Trevor May #65 of the New York Mets pitches against the Miami Marlins at Citi Field on Thursday, Apr. 8, 2021 in the Queens borough of New York City. Credit: Jim McIsaac

Entering the 2021 season, it was the question mark followed by an urgent exclamation point for the Mets. How would the bullpen — a unit that routinely floundered during the COVID-19-shortened season last year and didn’t do so well the year before that, either — prove to be anything less than a liability for a team that was professed to be in win-now mode?

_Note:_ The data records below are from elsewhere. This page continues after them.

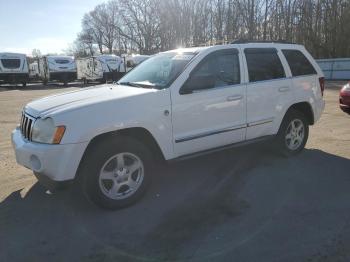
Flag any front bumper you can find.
[12,128,88,182]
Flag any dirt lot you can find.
[0,83,350,262]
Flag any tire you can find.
[275,110,309,157]
[79,136,153,210]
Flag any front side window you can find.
[1,59,21,69]
[244,48,286,82]
[118,51,196,89]
[282,50,317,76]
[182,50,241,93]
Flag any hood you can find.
[24,85,157,117]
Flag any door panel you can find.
[172,49,246,156]
[244,48,293,140]
[246,78,291,140]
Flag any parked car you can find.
[339,83,350,114]
[12,43,325,209]
[0,53,29,87]
[38,56,77,86]
[76,55,125,83]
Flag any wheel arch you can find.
[285,101,315,126]
[78,127,165,176]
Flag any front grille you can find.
[20,113,35,141]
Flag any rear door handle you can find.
[226,95,243,102]
[278,86,290,92]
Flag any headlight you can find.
[32,118,66,144]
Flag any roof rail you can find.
[231,39,295,44]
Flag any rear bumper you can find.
[12,128,88,182]
[50,72,77,82]
[0,73,29,83]
[314,99,326,123]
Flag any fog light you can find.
[30,155,41,171]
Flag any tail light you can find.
[318,77,325,96]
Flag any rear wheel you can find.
[276,110,309,156]
[80,137,152,209]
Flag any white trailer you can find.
[76,55,125,82]
[0,53,29,87]
[39,56,77,86]
[29,62,39,80]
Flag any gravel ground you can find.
[0,82,350,262]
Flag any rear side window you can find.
[244,48,286,82]
[282,50,317,76]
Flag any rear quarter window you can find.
[244,48,286,82]
[282,49,317,76]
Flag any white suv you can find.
[12,43,325,209]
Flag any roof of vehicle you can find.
[46,55,74,60]
[0,52,26,57]
[164,41,303,53]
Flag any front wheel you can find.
[81,137,152,209]
[276,110,309,156]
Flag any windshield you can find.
[118,52,196,89]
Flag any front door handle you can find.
[226,95,243,102]
[278,86,290,92]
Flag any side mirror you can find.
[180,75,215,95]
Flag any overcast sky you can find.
[0,0,105,55]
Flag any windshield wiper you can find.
[117,82,157,89]
[117,82,143,87]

It hasn’t always been completely seamless. There have been times when the ghost of follies past would peek through and say boo, but by and large, the Mets have avoided the pitfalls of years past.

Sure, they were only 13-13 heading into Friday night’s game against the Diamondbacks, but the pitching returns have been heartening, and the results certainly would have been worse without them.

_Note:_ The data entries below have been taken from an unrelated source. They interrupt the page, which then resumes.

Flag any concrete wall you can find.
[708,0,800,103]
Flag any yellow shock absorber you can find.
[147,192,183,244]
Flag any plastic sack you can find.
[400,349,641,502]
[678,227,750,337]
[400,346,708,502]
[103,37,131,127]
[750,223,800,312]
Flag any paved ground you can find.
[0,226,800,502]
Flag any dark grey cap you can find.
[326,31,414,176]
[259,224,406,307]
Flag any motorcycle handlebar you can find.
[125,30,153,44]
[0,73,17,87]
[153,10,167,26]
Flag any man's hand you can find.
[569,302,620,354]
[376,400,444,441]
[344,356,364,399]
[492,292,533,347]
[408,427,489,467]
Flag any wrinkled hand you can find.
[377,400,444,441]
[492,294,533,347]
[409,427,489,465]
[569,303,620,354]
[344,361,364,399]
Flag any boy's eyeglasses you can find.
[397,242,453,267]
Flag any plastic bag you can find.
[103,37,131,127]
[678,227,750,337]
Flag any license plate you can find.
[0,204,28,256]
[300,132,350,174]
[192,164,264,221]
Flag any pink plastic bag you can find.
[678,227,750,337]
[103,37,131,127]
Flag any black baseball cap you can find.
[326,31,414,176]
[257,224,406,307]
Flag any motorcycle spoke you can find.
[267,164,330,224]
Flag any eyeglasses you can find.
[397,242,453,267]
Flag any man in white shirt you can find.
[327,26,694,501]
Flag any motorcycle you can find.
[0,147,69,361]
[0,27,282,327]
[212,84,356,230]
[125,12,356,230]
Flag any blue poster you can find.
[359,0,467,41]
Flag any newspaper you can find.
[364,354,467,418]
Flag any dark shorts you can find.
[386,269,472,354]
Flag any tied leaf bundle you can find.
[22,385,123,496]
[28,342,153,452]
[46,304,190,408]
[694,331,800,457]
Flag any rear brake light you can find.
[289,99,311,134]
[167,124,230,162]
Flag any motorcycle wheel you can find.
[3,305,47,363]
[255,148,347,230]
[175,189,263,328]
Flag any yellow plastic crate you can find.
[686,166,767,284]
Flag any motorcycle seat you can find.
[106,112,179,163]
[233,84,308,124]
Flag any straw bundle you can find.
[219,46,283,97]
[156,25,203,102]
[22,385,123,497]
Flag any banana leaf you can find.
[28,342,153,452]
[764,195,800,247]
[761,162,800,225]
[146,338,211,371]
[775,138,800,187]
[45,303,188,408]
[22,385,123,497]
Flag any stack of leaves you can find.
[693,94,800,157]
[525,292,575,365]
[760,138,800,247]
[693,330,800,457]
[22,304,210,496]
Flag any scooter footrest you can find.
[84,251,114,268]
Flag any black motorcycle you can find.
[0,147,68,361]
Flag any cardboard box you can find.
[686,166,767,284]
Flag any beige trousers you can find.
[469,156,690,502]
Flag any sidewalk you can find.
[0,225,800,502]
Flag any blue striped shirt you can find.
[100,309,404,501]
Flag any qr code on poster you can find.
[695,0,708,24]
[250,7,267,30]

"It’s only one month," Luis Rojas said. "We need more than that for it to be part of a winning formula, but it’s really nice to see. We’ve had some really good starts. I’m glad those starts are getting followed by really good pitching from our bullpen, so everything is working because the stuff is there, but I’m glad they’ve been commanding a lot better than we did last year."

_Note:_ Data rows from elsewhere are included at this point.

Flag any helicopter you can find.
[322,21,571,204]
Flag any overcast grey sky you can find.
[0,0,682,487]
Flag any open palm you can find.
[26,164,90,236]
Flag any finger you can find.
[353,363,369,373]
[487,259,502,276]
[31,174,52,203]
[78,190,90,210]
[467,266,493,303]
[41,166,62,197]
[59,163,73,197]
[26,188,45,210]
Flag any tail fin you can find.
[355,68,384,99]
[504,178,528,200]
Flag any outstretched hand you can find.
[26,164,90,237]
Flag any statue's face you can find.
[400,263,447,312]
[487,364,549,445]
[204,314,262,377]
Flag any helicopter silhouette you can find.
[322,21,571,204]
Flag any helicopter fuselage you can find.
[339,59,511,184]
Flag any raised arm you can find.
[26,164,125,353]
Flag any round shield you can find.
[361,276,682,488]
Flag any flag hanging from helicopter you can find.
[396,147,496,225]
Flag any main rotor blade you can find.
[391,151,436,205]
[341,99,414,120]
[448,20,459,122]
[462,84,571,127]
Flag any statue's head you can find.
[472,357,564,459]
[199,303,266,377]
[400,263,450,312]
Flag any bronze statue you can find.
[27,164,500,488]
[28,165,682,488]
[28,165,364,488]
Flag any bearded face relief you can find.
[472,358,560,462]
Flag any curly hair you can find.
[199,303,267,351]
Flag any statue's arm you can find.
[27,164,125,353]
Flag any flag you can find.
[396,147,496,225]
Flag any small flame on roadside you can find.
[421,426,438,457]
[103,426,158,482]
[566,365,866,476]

The Mets’ bullpen entered Friday at 5-2 with a 3.45 ERA, good for third-best in the National League and eighth overall. Including their starters, highlighted by Jacob deGrom and Marcus Stroman, their pitching is among the best — a 3.09 ERA (second in MLB), a 1.09 WHIP and a 3.95 K/BB ratio, the best in baseball. Compare it to last year, when their bullpen had a 4.60 ERA and seven blown saves.

Much of that has to do with the back end: Edwin Diaz, Miguel Castro and Trevor May, who’s been nothing short of a revelation. May has a 1.59 ERA in 11 1⁄3 innings with an 0.80 FIP.

The bullpen had posted a 2.08 ERA with seven walks and 33 strikeouts in the last nine games.


"They’ve done a good job," Rojas said. "They come in different roles — we had Castro throwing the seventh, throwing the eighth inning but he came in as an opener the other day . . . Some guys who have rough first outings, they come back to throw the ball a lot better. Jacob Barnes is throwing the ball really well. I remember Trevor May’s first outing was a little shaky and I mean, he’s been lights-out ever since . . . You name it, guys have done a good job."

Rojas also highlighted the progress made by Robert Gsellman, whom he also worked with in the minor leagues. In 2020, he had a woeful 9.64 ERA in six games. He is down to 3.40 this year in as many appearances.

"He’s back to his old self," Rojas said. "As his manager in the minor leagues, that’s what he was. He used the sink, he used the changeup, he had a curveball and a slider and he’s trusting his changeup right now. He’s mixing, he’s [throwing]east-west, he’s using some sink down below in the zone, so he’s back to his old self. Last year, he wanted to expand the use of four quadrants, and I think that exposed him a little bit."

It is, of course, a learning process, and there are plenty of question marks remaining, but at least the immediate alarm has abated.